ペアリングに付随する食後酒はカルヴァドスを選択。麻布のフレンチにおけるブルターニュフェアで存在を知って以来好きな酒であったが、久しぶりに飲んでやはり林檎の香り高さに惚れ込むタテル。


デザートも3種類からの選択制である。ショコラテリーヌが美味しそうであったが、なんせこの日は気温が高かったためハーブジュレに浮気する。これが期待通り爽やかで落ち着く味わいであり、フレッシュな果物もたっぷり載っていて大満足である。中央に配置されたマロンクリームが少しのコクをプラスし作品を立体的にする。

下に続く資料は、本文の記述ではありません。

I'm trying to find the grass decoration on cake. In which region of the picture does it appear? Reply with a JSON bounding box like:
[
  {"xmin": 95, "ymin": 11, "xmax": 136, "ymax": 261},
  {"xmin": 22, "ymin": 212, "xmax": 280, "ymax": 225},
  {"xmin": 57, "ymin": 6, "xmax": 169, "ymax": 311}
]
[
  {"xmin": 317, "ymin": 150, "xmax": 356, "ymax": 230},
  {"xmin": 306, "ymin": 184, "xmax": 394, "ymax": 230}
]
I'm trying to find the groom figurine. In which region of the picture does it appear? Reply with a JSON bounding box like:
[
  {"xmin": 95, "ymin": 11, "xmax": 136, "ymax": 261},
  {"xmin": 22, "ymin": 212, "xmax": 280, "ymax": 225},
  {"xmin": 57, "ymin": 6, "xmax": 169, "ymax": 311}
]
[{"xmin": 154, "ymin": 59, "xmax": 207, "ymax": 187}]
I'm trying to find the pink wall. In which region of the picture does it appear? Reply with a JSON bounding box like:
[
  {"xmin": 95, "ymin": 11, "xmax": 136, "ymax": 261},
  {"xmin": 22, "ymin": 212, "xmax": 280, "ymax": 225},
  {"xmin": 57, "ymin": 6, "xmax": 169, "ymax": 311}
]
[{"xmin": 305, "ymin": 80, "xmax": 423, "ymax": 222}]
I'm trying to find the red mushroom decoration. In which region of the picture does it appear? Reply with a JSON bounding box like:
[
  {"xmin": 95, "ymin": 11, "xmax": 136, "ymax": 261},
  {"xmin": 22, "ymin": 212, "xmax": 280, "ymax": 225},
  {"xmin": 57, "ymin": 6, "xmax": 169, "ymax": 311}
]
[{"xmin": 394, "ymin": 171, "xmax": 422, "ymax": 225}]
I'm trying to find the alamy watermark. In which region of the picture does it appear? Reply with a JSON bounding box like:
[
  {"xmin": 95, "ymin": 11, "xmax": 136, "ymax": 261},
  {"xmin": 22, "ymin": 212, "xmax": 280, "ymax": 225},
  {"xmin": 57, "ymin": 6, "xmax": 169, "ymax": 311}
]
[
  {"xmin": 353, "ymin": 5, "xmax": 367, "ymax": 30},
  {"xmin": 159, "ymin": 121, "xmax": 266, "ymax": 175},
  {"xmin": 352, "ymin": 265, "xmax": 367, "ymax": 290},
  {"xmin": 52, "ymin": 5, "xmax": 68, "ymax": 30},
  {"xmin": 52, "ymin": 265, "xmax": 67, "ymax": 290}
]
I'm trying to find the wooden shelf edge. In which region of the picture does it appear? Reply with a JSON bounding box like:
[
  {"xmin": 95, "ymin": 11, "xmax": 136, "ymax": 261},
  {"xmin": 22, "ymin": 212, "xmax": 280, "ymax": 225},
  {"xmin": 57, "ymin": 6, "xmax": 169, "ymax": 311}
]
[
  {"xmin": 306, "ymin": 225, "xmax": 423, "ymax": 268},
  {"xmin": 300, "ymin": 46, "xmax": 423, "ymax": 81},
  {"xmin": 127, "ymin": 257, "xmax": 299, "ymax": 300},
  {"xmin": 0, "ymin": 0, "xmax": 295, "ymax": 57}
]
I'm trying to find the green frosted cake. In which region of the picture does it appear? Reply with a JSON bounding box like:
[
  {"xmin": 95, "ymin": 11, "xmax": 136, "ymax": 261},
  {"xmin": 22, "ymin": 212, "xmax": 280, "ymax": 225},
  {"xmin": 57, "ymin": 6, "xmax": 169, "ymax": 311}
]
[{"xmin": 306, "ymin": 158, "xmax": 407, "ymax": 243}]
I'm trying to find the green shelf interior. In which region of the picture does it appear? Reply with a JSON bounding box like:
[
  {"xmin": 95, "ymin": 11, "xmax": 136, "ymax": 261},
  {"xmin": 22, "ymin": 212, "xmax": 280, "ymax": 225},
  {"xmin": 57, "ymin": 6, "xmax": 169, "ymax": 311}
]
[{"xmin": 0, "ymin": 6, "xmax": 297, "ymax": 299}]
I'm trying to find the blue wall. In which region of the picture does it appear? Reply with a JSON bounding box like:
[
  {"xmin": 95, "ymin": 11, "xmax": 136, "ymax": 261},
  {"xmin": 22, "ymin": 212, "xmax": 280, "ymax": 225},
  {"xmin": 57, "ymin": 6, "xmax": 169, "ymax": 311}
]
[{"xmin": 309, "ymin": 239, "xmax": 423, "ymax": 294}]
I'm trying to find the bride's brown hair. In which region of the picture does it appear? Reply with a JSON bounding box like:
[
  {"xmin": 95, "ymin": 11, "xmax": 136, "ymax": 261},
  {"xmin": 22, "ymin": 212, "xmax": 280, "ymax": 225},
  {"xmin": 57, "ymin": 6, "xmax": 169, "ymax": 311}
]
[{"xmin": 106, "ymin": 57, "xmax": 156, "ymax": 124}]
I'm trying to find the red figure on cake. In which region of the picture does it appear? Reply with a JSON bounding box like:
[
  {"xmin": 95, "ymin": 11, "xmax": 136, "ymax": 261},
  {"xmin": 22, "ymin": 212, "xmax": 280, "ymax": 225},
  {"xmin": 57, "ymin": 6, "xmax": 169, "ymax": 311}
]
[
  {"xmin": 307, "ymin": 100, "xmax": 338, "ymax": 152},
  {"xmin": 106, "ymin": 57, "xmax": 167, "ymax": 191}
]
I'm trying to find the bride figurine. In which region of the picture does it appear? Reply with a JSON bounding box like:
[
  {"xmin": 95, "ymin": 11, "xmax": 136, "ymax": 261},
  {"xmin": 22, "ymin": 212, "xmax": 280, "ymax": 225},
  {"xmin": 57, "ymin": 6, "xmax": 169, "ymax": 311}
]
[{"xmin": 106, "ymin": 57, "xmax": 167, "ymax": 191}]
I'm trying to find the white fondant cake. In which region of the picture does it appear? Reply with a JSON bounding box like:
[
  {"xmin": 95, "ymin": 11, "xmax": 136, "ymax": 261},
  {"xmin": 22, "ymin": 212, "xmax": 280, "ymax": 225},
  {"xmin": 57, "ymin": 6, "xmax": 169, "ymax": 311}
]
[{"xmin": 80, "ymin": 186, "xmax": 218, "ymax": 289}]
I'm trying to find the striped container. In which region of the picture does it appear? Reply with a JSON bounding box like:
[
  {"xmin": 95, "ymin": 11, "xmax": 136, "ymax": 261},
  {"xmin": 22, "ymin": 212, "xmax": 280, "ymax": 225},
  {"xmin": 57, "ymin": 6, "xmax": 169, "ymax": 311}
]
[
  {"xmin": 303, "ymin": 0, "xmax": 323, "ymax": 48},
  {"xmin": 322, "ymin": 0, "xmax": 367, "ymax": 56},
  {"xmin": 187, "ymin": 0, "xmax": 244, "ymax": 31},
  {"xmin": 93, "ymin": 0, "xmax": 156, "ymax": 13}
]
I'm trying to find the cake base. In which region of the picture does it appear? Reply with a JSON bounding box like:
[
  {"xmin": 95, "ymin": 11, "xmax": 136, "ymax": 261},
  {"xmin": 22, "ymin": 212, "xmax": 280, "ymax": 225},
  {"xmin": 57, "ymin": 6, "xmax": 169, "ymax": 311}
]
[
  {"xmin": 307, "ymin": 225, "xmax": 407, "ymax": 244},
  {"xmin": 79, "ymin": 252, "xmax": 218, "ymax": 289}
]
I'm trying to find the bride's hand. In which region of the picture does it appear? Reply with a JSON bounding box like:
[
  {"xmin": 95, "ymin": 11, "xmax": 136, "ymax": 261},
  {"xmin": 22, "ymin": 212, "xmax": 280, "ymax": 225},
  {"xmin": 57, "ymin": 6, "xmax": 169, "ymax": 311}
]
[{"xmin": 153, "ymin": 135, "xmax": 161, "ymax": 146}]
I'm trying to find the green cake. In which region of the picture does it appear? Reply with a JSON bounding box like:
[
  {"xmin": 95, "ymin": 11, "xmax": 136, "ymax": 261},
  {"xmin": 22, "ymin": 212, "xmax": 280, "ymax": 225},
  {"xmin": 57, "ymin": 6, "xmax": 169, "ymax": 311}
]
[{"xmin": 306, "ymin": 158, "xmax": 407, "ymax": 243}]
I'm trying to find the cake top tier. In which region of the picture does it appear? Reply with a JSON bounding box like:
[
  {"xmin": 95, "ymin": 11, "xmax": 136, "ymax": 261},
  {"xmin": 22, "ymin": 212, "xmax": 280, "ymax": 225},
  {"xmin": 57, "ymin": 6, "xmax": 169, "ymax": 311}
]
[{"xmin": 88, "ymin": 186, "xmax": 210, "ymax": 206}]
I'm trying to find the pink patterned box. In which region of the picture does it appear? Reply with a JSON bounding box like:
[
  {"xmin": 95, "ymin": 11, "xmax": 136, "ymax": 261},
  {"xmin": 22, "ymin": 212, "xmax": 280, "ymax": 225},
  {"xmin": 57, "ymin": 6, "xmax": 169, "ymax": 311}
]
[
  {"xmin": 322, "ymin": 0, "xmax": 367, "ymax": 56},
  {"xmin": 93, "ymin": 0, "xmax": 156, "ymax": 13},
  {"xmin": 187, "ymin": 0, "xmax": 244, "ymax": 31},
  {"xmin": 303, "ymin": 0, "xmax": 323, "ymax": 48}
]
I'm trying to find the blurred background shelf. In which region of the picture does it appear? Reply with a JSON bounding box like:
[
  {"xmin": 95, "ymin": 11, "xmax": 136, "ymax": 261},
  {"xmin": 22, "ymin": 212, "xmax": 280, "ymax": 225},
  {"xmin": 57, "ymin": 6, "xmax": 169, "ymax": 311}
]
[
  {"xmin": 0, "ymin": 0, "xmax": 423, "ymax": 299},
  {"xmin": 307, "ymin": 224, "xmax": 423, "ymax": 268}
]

時間も時間のため、息をついてハーブティーを飲む暇もあまり無かった。そそくさと会計を済ませる。
「3人で31,800円。安いですね」
「フランス料理の命であるソースがしっかりしていてこの値段。これはもう一度訪れておかないとだな」
「今度は3時間以上時間をとって、チーズ含めてゆっくり楽しみましょうね」
「そうするよ。嗚呼反省…」

シェフにも申し訳無さそうに挨拶して店を後にし、盛岡駅行きのバスを捕まえに行く。しかしバスセンターの建物からは盛岡駅行きが見当たらず、タテルはひと足早く動いて併設のカフェで聞き込みをする。
「あちらの商業施設から出ています」
「商業施設…わかりました、ありがとうございます」
「えっ、あそこでいいのかな?違かったら痛いロスになる」
バスの到着予定時刻になって疑心暗鬼を生じたタテル。横断歩道を渡るとバスが接近してきたが、盛岡駅行きとは書いていなかったため前扉に張り付いて運転手に確認する。
「盛岡駅行きますか?」
「行く行く!早く乗って!」
何とか目的のバスに乗り、予定通りに盛岡駅に戻ることができた。しかし盛岡に対する苦手意識はとうとう払拭できぬまま、新幹線の待つホームに向かう。